A Visit to the Divine, Followed by a Traditional Salvadorean Supper (Finally)

The Divine Savior of the World, the namesake both to this country and this city, can be found in a traffic circle
halfway between the Centro Historico and the upscale neighborhood in which I am staying.

Last day in El Salvador. Last day of the mini-vacation. First day of the vacation when I delayed the start of my daily tourism to do some work that was piling up.

And it was hot and muggy-humid by the time I started my tourism day. So I opted for a one-hour walk (two-hour round trip) to El Monumento al Divino Salvador del Mundo, the Monument to the Divine Savior of the World.

And here it is.


There was not much sightseeing to be done along the way. Here's the thing about San Salvador, at least this time of year. Mornings are very pleasant. Then, around noon, it gets horribly hot and humid with an intense sun. Then, around 3:00 p.m., it is typically time for the afternoon thunderstorms to roll in. Just like South Florida. Then, in the evening, the humidity is down, as are the temperatures, and the weather is absolutely beautiful. You might have more thunderstorms overnight, but who cares? I'm asleep by that time.

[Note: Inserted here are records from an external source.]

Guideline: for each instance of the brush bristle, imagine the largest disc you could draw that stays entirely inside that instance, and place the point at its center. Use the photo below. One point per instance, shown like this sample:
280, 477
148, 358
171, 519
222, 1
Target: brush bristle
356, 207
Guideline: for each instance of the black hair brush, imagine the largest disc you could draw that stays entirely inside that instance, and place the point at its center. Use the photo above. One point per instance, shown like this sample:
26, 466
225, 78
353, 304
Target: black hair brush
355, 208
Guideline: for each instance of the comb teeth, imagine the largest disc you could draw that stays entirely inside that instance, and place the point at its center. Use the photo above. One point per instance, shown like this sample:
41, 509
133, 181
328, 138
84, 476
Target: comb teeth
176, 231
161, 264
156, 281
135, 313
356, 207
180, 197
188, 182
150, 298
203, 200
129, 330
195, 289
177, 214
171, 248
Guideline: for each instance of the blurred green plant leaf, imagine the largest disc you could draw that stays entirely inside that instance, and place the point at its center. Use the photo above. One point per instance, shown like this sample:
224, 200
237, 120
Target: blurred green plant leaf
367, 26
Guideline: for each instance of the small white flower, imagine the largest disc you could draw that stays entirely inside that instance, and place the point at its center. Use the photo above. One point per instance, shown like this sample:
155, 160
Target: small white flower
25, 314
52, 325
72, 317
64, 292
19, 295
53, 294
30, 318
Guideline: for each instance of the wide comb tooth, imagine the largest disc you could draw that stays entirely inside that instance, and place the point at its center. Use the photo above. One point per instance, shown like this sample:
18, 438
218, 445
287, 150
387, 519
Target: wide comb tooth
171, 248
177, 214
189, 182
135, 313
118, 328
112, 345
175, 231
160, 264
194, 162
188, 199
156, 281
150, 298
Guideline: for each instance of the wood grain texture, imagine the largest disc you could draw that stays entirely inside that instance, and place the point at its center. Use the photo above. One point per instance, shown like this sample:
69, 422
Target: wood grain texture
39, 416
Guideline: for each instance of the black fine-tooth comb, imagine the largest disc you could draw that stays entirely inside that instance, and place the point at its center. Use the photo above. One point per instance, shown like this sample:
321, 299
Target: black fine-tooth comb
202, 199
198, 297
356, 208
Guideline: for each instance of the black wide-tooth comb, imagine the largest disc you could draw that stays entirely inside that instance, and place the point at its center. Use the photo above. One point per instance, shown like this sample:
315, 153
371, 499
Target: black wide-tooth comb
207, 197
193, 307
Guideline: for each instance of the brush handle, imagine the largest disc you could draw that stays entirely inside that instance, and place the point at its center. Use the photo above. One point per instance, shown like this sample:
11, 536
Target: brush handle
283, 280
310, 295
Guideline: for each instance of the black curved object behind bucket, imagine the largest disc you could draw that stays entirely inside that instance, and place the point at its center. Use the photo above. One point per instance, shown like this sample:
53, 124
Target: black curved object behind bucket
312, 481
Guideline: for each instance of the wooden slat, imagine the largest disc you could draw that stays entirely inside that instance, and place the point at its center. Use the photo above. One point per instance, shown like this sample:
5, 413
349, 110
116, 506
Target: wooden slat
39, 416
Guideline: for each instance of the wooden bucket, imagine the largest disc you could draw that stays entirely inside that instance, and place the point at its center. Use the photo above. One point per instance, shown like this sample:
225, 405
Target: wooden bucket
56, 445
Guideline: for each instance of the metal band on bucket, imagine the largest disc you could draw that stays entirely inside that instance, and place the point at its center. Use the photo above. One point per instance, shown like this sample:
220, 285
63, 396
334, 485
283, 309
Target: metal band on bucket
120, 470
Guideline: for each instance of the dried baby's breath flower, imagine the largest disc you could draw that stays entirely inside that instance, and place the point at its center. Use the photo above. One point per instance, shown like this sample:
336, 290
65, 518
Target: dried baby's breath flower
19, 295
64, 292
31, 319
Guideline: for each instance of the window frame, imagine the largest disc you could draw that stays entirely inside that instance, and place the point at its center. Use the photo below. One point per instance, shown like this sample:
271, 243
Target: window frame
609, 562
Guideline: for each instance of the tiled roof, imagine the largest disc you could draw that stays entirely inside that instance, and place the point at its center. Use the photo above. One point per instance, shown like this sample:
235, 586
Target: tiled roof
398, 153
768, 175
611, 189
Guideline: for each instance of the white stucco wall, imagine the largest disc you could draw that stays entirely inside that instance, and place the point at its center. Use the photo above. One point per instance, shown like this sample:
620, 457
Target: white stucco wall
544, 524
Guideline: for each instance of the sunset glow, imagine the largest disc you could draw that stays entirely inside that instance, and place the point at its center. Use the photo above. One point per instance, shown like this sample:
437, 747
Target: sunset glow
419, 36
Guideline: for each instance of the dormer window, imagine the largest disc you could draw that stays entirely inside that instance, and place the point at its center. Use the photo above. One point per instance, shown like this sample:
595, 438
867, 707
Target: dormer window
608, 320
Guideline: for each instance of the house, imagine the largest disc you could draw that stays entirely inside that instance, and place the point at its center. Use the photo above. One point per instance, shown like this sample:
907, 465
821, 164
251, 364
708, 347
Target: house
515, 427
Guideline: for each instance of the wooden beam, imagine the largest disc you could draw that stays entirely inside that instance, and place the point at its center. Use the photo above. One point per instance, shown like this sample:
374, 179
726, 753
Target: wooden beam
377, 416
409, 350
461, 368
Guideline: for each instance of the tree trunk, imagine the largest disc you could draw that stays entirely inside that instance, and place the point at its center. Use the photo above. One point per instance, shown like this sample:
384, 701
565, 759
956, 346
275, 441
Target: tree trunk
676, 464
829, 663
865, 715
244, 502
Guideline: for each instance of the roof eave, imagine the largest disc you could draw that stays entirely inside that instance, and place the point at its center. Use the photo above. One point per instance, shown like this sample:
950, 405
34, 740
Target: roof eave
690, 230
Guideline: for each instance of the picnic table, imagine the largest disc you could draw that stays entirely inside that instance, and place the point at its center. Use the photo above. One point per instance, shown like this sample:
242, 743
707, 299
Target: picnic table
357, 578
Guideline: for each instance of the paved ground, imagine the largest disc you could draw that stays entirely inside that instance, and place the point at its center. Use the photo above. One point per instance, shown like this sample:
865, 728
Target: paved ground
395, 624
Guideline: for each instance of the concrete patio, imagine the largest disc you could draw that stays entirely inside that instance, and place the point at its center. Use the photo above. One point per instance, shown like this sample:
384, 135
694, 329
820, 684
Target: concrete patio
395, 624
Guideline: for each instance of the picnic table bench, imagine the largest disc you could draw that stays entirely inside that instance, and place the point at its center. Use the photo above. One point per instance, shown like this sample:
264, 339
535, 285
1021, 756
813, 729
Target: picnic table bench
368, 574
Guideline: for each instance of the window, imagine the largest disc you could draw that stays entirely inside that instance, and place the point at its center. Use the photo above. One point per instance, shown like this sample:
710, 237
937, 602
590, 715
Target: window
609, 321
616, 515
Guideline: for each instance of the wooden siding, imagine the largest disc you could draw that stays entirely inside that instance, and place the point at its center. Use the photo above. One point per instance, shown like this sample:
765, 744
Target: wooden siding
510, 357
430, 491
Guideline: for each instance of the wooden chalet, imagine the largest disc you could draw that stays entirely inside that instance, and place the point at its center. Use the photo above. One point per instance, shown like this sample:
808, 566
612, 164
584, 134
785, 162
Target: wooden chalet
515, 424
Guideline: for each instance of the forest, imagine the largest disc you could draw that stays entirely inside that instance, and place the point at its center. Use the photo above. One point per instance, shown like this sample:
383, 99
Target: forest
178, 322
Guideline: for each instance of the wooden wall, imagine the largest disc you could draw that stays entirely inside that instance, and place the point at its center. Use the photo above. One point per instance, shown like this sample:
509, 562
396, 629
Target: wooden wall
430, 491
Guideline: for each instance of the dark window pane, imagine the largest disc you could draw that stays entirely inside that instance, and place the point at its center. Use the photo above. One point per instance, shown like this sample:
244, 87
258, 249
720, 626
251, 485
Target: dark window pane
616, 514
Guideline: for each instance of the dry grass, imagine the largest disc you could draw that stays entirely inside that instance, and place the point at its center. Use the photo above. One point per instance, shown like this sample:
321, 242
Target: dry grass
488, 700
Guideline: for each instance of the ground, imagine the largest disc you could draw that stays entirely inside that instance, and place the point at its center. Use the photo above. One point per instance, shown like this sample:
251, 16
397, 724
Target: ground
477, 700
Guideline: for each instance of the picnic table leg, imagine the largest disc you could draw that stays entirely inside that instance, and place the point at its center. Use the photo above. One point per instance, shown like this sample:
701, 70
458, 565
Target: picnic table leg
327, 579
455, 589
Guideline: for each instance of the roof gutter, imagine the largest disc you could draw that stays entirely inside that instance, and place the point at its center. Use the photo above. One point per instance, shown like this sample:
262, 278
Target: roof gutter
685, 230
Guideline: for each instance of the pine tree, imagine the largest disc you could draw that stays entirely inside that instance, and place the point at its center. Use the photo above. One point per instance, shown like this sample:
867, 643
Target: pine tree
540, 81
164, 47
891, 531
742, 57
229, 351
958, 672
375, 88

Here's the view with a row of fountains shooting up their water on the west side of the monument:


And here's a closer-up view of the monument. The country is named "The Savior," with the preceding article not optional. The city is named "Holy Savior." So, of course, in a visit to the City of the Holy Savior, in the Republic of the Savior, I had to visit the monument to the namesake of the city and country.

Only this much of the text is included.